Our analysis revealed that while some positions, particularly centers and power forwards, tend to have higher defensive ratings than offensive ratings, there is not a straightforward inverse relationship between offensive and defensive skills. The variability and closeness in offensive ratings suggest that player skills vary within each position, which highlights the unique skill sets each player brings to the court. From this we cannot confirm that good defensive players are necessarily worse at offense. Secondly, the analysis of players’ ages across different positions did not correlate strongly with offensive ratings, and therefore showed that career duration is not directly tied to offensive performance. Lastly, our PCA analysis demonstrated that while there are clusters formed around player positions, there is considerable overlap. This suggests for our last question of whether different positions’ stat lines center around different points that there are primarily two clusters: one for centers and power forwards and one for shooting guards, point guards, and small forwards.
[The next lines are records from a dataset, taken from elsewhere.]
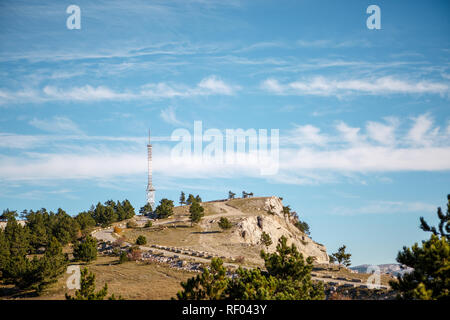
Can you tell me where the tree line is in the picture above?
[0,200,135,294]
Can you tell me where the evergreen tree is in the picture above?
[219,217,232,230]
[22,210,48,250]
[189,201,205,223]
[294,220,310,235]
[136,235,147,246]
[0,209,17,221]
[73,236,97,262]
[390,196,450,300]
[186,194,195,205]
[177,258,229,300]
[177,237,324,300]
[52,208,79,245]
[121,199,136,220]
[180,191,186,205]
[420,194,450,240]
[92,200,117,227]
[66,268,122,300]
[155,198,174,219]
[261,231,272,247]
[114,200,127,221]
[332,245,352,267]
[18,237,69,294]
[139,202,153,216]
[75,211,95,231]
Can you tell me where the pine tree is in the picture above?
[219,217,233,230]
[121,199,136,220]
[180,191,186,205]
[186,193,195,205]
[139,202,153,216]
[66,268,122,300]
[332,245,352,267]
[189,201,205,223]
[389,196,450,300]
[73,235,97,262]
[420,194,450,240]
[177,237,324,300]
[155,198,174,219]
[260,231,272,247]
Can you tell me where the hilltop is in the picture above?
[107,197,328,266]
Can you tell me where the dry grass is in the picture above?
[123,223,201,246]
[226,197,267,214]
[313,266,395,286]
[10,257,196,300]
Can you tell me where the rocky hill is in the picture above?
[109,197,328,267]
[350,263,413,277]
[227,197,328,263]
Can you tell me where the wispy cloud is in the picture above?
[261,76,449,96]
[29,116,82,134]
[159,106,187,127]
[296,39,371,48]
[0,113,450,184]
[331,200,436,215]
[0,75,240,104]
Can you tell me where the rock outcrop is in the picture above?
[234,197,329,263]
This indicates that specific roles influence player statistics, but they may center around similar points.
In conclusion, the graphs from our NBA data set shows that performance metrics vary considerably across positions, and there is not always a direct relationship between offensive and defensive skills. Furthermore, there was not enough evidence to conclude that career longevity is necessarily linked to offensive performance, and while there are clusters around different positions, significant overlap exists.
Given that the data set we are working with demonstrates individual player statistics, we are still curious as to how these statistics play a role in actual success: games won, playoff games won, championships won, salary, or even individual awards such as MVP. Hence, this report does not answer any questions related to this success, such as:
We were unable to answer these questions due to a lack of data, but if the aforementioned stats were provided as well as stats spanning over many seasons, future work would be able to analyze and answer these questions.